Cummins reports weak Q4 results amid uncertainty over coronavirus

Cummins headquarters building

Engine maker Cummins Inc. (NYSE: CMI) reported lower fourth-quarter 2019 sales and earnings, partially due to a $119 million pretax charge related to the layoff of 2,000 employees in January.

The company expects to realize most of $250 million to $300 million in savings from the restructuring this year, but it still issued soft guidance for 2020. Full-year revenues are expected to be down 8-12%, with the biggest hit in the first quarter.

Coronavirus uncertainty

That does not count the impact of the coronavirus epidemic. Cummins has several manufacturing operations near Wuhan, China, the epicenter of the outbreak.

“Right now, we don’t know what the exposure is going to be,” Tom Linebarger, Cummins chairman and CEO, told analysts Tuesday on a conference call.

The company has three concerns: protecting its employees in China; preventing customer impacts; and getting its Chinese business up and running after the extended shutdown following the Chinese New Year, Linebarger said.

“We are planning to open our facilities somewhere between Feb. 10 and Feb. 14,” he said. “Right now, there’s no backup date being given by the government. We are worried about shipments in China as well as shipments to markets outside of China.”

Tough quarter

Columbus, Indiana-based Cummins reported fourth-quarter revenues of $5.6 billion, down 9% from the same October-December period in 2018. Lower truck production in North America and weaker demand in global construction, mining and power generation drove the majority of the revenue decrease.

Fourth-quarter earnings before interest, taxes, depreciation and amortization (EBITDA) were $563 million, or 10.1% of sales. Not counting the restructuring charge, EBITDA were $682 million, or 12.2% of sales, compared to $896 million, or 14.6% of sales, a year ago.
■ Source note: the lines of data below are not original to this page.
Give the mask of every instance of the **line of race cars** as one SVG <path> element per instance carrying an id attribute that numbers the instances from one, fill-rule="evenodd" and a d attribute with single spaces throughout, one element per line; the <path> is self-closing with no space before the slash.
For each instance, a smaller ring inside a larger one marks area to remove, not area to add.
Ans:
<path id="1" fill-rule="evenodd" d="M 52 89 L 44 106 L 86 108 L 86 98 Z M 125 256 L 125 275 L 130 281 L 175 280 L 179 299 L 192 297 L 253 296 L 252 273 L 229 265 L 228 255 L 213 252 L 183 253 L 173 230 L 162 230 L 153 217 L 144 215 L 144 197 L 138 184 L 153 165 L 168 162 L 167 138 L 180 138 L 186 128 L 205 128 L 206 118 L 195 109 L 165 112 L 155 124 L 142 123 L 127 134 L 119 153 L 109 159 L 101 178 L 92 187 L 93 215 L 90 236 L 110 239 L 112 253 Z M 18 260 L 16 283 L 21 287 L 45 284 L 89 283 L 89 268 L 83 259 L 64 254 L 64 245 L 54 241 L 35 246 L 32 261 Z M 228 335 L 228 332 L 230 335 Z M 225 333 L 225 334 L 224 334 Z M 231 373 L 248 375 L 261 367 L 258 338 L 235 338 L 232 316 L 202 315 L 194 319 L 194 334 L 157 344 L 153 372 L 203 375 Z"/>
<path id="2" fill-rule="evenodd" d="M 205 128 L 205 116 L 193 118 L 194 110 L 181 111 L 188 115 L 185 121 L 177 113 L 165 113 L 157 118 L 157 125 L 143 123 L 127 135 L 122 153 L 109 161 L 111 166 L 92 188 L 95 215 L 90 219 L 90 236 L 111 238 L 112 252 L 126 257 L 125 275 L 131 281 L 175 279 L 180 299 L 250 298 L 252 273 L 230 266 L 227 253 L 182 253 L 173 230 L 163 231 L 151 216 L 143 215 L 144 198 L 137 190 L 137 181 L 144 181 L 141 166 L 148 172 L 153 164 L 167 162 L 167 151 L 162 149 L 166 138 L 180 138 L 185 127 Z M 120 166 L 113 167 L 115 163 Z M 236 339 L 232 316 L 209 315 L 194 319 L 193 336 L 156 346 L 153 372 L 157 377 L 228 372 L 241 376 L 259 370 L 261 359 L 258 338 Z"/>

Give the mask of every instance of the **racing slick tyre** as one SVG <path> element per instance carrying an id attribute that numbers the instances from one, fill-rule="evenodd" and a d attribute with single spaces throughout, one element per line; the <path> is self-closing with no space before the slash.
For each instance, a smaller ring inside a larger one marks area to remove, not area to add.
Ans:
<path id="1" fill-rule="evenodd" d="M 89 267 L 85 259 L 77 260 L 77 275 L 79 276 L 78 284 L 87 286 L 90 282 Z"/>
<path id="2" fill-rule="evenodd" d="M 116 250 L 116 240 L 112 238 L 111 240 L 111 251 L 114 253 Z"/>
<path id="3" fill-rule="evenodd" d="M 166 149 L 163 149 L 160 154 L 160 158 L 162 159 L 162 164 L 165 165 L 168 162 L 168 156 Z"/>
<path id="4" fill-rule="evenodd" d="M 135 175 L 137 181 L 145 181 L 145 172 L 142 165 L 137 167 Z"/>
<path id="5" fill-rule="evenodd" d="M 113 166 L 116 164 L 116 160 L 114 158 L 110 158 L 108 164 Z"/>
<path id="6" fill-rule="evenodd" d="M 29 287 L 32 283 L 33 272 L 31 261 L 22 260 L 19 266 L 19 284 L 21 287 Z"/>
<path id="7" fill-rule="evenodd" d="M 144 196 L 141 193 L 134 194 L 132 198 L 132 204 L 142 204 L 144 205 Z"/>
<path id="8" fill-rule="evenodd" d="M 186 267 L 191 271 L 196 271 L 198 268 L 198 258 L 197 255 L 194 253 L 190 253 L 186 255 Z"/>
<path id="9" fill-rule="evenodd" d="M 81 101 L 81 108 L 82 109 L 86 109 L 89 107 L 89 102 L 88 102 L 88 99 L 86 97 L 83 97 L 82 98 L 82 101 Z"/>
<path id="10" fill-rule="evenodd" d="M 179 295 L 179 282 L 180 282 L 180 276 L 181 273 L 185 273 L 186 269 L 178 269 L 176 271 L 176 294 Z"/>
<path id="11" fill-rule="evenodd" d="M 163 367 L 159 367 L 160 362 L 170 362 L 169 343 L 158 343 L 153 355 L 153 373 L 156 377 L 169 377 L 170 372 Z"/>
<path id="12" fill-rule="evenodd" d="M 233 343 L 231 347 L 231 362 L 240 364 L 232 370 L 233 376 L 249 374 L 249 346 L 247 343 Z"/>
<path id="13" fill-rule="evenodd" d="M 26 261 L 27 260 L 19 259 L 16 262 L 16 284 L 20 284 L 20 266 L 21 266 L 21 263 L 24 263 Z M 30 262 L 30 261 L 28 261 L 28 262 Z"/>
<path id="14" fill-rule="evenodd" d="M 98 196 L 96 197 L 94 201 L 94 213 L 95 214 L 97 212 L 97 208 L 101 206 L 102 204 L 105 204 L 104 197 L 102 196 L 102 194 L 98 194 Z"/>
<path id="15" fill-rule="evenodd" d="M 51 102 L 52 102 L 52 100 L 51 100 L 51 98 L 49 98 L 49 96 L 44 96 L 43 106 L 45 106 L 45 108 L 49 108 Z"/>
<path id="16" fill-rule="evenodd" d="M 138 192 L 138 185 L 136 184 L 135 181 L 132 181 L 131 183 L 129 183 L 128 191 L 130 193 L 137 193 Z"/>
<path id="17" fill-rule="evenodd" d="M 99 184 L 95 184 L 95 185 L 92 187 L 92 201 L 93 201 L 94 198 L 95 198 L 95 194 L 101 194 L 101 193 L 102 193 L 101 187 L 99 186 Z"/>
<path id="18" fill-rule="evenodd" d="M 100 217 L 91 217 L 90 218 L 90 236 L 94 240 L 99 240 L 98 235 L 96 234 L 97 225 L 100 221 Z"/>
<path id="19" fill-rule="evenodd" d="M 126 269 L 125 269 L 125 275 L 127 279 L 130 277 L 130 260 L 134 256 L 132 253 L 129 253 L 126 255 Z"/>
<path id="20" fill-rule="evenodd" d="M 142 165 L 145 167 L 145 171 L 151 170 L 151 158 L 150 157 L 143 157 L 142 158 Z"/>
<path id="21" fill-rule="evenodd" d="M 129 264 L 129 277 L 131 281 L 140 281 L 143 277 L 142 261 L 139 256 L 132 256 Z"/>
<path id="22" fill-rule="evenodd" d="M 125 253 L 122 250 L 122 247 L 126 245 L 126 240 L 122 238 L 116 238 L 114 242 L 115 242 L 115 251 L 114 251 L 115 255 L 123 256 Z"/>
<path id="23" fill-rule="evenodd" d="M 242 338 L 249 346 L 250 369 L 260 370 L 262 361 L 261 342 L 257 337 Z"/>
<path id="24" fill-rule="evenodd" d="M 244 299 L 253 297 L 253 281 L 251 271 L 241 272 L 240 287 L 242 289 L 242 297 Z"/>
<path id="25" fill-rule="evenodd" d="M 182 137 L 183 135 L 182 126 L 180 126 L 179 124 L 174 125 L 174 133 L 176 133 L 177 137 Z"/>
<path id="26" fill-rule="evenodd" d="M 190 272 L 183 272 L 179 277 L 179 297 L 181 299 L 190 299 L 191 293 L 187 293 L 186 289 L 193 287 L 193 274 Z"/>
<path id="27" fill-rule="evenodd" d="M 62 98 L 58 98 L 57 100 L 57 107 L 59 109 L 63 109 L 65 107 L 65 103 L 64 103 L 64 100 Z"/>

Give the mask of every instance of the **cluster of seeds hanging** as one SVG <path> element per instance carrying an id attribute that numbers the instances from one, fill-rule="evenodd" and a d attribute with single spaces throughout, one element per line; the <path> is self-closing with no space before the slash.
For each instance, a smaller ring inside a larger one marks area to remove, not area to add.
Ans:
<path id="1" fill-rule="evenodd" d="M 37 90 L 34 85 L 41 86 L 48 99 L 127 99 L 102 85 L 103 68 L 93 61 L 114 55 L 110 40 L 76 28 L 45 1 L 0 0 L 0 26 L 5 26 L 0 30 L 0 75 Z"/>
Net income in the quarter was $300 million, or $1.97 per share, compared to $579 million, or $3.63 per share a year earlier.

Full-year revenues were $23.6 billion, 1% below 2018. EBITDA for the year was a record $3.6 billion, or 15.3% of sales. Excluding restructuring, EBITDA was $3.7 billion, or 15.8% of sales. That compares to $3.5 billion or 14.6% of sales in 2018.

Trucking slowdown

Cummins reported its Class 8 truck engine market share at 32% for 2019, down two percentage points from 2018. Truck builders tend to prioritize their own engines when the market declines, Cummins President Tony Satterthwaite said on the call.

The current Class 8 truck backlog of 123,000 is less than half of the orders that were waiting to be built a year ago. If new orders continue to trickle in as they have for the past year, Cummins may have to make more cuts.

“We’re just calling it like we see it,” Linebarger said. “All we can do is react to the schedules [the manufacturers] are sending us. We have tended [to be] on the conservative side of this downturn.”

Merger impact

Cummins could gain or lose if the proposed merger of TRATON SE, the truck holding company of Volkswagen AG, and Navistar International Corp. goes forward. TRATON last Thursday offered $2.9 billion cash for the 83% of  Navistar it does not already own. TRATON worked with Navistar on its popular International A26 engine.

“We have been having conversations with both TRATON as well as with Navistar,” Linebarger said, adding that Cummins has a joint venture with TRATON’s Scania brand. “We believe we’re building strong relationships with both.

“We have as many opportunities from this merger as there are threats,” he added. “I think both companies see Cummins as a potential asset to them in terms of how they approach their future business.”

By the numbers

Other highlights of the earnings report and conference call commentary:

  • Medium-duty engine share in 2019 was 80%. It is projected to be 75-80% in 2020.
  • Heavy- and medium-duty engine production is projected at 303,000 in 2020, with heavy duties down 40% from 2019.
  • Cummins launched its X15 Efficiency Series engine in 2019. It meets the 2021 Phase 2 federal Greenhouse Gas (GHG) standards a year early and offers 5% better fuel efficiency.
  • The company returned a record $2 billion in cash to shareholders through dividends and share repurchases in 2019.